Phair is in town from her native Chicago to spread the word about her latest record, the evocatively titled Whitechocolatespaceegg (Matador). The album is Phair’s first since 1994’s Whip-Smart, and with its imaginative songwriting and dizzying array of musical styles (from country to ’70s pop to an Irish drinking song), it is one of the year’s best. During the four-year stretch between albums, Phair married her longtime boyfriend, video director Jim Staskaukas, and had a baby, Nicholas, now one and a half. “It’s a hard and scary thing to do,” she says of new motherhood, “but you come back alive and stronger, and you’re like, ‘I rock!'”
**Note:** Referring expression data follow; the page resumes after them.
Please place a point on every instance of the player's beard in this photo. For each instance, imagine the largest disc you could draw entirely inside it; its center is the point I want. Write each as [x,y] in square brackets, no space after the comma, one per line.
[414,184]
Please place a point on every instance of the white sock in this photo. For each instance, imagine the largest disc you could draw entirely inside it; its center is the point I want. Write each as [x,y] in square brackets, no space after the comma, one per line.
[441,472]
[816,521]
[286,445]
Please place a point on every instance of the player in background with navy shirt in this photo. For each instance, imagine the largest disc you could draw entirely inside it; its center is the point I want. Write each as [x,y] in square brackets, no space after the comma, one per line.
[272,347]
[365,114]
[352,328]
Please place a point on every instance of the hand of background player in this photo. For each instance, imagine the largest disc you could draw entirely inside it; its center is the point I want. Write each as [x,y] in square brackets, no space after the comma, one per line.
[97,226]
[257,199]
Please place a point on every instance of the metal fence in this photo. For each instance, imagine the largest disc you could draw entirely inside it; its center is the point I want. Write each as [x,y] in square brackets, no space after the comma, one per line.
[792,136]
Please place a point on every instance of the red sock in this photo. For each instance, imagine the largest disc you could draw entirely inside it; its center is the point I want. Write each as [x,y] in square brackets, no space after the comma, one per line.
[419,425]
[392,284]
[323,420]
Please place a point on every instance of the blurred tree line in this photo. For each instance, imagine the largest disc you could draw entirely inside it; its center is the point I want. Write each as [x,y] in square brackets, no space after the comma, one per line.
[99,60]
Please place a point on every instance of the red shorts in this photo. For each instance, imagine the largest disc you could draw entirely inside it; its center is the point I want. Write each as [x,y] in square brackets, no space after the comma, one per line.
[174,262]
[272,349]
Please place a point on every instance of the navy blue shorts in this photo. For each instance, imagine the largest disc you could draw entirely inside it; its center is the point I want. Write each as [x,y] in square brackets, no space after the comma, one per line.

As Phair has evolved, so has her music. On her first two albums, her songs often explored the treacherous terrain of relationships. Exile In Guyville became an instant classic with its spare production, explicit sexuality and world-weary tone; Whip-Smart was clever and ambiguous and much more polished. On Whitechocolatespaceegg, a less guarded Phair is downright playful, wryly telling stories about people she has known. On “Polyester Bride”, we meet a bartender who dispensed drinks and advice to an underage Phair; “Girls’ Room” details a childhood friendship. But Phair has kept her edge, as she proves on “Johnny Feelgood”: “I never realized I was so dirty and dry, till he knocked me down and started dragging me around in the back of his convertible car.” Only one song, “Go On Ahead”, reflects the changes in her life that a new baby has wrought (“One night is lovely, the next is brutal / And you and me are in way over our heads”); and many of the tunes that she wrote while she was with child didn’t even make it on the album. “They weren’t tough enough,” Phair says. “When you’re pregnant, you just feel oceanic and voluminous and warm and smushy.”
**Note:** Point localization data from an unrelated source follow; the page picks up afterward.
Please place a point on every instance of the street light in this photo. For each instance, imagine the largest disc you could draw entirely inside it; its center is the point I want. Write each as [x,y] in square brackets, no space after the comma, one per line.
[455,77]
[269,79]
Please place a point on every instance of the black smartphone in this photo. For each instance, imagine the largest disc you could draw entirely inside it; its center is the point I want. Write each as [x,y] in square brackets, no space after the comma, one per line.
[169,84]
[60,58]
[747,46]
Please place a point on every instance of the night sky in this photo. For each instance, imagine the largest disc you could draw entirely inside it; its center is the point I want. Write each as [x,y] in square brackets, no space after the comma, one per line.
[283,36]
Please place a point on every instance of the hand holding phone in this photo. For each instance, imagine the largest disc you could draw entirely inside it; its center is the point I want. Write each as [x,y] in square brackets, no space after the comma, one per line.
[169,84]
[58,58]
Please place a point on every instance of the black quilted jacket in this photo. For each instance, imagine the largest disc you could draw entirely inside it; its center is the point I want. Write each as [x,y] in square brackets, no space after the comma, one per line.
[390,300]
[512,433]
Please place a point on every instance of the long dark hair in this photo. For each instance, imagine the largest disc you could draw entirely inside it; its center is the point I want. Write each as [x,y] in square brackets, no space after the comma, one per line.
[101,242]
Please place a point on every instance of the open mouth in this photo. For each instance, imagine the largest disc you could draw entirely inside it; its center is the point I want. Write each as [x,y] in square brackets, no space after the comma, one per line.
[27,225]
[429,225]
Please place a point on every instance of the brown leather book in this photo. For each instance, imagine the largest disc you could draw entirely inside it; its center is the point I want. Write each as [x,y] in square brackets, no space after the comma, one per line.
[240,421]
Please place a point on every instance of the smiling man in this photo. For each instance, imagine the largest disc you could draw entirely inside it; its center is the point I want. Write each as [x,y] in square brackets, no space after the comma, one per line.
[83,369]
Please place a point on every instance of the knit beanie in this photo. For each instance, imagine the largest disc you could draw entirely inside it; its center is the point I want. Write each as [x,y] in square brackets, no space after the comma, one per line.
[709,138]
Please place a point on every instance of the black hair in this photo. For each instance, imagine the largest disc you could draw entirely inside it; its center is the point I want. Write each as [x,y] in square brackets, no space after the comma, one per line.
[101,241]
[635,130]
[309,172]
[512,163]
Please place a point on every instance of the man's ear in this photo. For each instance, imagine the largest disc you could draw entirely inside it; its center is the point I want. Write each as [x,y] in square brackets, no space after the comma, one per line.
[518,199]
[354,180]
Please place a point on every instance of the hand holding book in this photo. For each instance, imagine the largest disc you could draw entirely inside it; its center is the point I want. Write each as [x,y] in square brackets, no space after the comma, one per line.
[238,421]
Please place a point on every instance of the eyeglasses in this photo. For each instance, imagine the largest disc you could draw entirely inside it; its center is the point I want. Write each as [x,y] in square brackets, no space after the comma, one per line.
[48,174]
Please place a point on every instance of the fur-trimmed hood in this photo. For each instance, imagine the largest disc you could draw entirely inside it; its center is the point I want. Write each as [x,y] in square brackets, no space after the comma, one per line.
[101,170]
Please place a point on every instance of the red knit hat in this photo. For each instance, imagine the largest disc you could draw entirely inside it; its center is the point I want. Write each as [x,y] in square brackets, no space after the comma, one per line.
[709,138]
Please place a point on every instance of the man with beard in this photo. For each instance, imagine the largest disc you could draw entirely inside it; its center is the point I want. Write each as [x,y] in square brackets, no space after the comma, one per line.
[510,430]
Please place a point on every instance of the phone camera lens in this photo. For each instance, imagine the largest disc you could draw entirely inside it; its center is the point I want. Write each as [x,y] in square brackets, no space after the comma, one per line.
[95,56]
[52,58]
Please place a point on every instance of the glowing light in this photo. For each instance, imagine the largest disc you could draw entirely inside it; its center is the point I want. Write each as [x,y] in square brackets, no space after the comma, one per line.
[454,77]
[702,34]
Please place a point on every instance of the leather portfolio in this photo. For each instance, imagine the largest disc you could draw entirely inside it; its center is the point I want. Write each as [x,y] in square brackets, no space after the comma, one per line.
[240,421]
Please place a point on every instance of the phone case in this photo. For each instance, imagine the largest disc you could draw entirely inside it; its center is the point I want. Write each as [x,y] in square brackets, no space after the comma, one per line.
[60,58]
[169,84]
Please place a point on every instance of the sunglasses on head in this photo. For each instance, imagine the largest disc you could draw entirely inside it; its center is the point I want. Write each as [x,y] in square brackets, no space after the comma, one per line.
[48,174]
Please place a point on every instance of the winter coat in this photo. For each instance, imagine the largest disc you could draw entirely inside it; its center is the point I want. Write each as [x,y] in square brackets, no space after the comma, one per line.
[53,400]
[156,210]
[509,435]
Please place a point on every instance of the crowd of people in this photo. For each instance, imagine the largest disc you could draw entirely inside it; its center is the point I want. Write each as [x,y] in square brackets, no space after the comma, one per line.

With her tiny fat-free frame, it is hard to imagine that Phair was ever in a family way. She has on a white T-shirt and brown cords (the rock-chick part) as well as diamond-stud earrings and a Rolex Oyster Perpetual (the resortwear part). She talks swiftly and intensely, locking her blue-green eyes with yours. Though she is 31, Phair could easily pass for a college kid, the result of clean living and a youth that was relatively carefree.

The daughter of a doctor father and an art-teacher mom, Phair was raised in the affluent Chicago suburb of Winnetka, IL. She began making up songs when she was still in short pants; later, at Oberlin College, in Ohio, she threw herself into the school’s flourishing band scene and learned to play guitar. In 1993, the then 26-year-old released Exile In Guyville, the demos of which were recorded on a four-track in her bedroom. Critics freaked. She rapidly developed a following, particularly among females, who loved her flunt lyrics (among them, “I want to be your blow-job queen”).

Not many fans have seen her live, however, due to her once debilitating stage fright. These days, with 10 dates on the Lilith Fair looming, she is prepared. “I’m taking voice lessons,” she says, “because I started thinking, Shit, I’m going to be playing live with all these people who’ve been on the road for years.” In fact, Phair must now hail a cab uptown, where her voice coach awaits. “Those lessons are kicking my ass,” she says. Perhaps as a demonstration, she sings a Raffi songs that her son likes: “Oh, baby beluga in the deep blue sea….”

Phair, it is clear, is back in the game, rarin’ to tour, to make a video, to plunge deeper into the creative process. “I don’t know what’s going on,” she announces cheerfully. “But you know what? I just feel alive.” With that she zooms uptown, and damned if I wasn’t humming that Raffi tune for the rest of the day.